I would also like to see a doubling of the marginal income tax rates at the upper levels, with the top bracket being at least 70% (compared to the current 35%) but that seems impossible in the current political climate. Paul Krugman says that a Rawlsian model of justice would call for a top tax rate of between 73% and 80%. We should recall that the top rates have been over 90% in the past and even during the Truman and Eisenhower days was around 75%. This was a period of solid growth for the middle class. Starting in 1980 the top tax rates started decreasing from its then value of 70% and this also marked the beginning of increasing inequality.
Dunc says
Also, it’s not like the money would just disappear… If you give poor people more money they tend to spend it, which is good for the economy. (Unlike when you give rich people more money, as they tend to hoard it in offshore tax havens, in which case it does disappear, to all intents and purposes.)
jamessweet says
I think some (not all, maybe not even most, but some) of the opposition to increasing the marginal rate at the top tax bracket is that there need to be at least one or two more brackets. A family making $400k/yr in a place with a very high cost of living, well there’s no doubting they’re quite well-off, but maybe not quite so well-off that I feel comfortable taking 3/4+ of their marginal income. Somebody making a couple million a year, though, I have no qualms whatsoever about that kind of marginal rate.
I feel like the top tax bracket shouldn’t just be “rich” but should be like “monocle and top-hat, mustache-twirlingly rich”. And that’s not the case right now.
In any case, the minimum wage is goddamn shameful, no matter how you feel about tax rates. At a certain level, raising the minimum wage is a tradeoff between better quality of living for those who are stuck on the bottom vs. slowing the economy — but we’re not at that level. At the level we’re at, raising the minimum wage would likely be a boon to the economy, since it would give consumers a lot more to spend…
Cathy W says
I get your qualm about the “monacle-and-top-hat” vs. “successful professional” distinction.
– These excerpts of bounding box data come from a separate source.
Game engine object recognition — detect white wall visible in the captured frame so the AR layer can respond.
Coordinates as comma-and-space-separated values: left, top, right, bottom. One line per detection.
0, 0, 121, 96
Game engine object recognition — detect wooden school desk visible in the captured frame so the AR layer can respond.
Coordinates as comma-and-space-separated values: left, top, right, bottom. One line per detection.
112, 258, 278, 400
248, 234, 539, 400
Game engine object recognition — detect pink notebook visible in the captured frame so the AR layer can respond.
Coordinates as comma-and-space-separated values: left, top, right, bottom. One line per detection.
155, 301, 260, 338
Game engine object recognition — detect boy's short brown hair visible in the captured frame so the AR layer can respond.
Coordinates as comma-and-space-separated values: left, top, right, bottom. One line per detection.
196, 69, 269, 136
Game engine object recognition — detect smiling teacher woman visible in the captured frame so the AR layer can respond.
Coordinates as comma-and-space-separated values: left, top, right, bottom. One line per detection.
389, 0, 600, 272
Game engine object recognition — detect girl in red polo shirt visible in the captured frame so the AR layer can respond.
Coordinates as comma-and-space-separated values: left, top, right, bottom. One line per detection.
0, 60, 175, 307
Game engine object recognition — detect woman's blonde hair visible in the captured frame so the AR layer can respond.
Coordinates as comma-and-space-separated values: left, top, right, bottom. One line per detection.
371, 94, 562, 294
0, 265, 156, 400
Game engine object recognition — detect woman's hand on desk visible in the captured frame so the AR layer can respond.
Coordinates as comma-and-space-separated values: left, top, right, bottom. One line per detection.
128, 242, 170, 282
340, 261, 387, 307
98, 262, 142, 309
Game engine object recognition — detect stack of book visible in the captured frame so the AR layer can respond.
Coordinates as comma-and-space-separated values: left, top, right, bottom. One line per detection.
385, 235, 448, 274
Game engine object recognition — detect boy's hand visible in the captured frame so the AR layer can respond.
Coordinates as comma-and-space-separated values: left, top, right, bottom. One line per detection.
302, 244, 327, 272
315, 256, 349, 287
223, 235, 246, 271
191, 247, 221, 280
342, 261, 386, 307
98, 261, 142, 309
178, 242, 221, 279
The answer for that isn’t “don’t raise the top tax rate, because it will catch both those guys” but “raise taxes on the successful professional a little, and then add a couple more tax brackets at the top to raise Rich Uncle Pennybag’s even more.” During the Great Depression, this was done to such an extent that at the very top there was a tax bracket that had precisely one household in it…
This might work even better in conjunction with a “money is money” rule, such that the tax code doesn’t care how you got the gazillion dollars -- a dollar of capital gains is taxed the same as a dollar earned slinging cheeseburgers.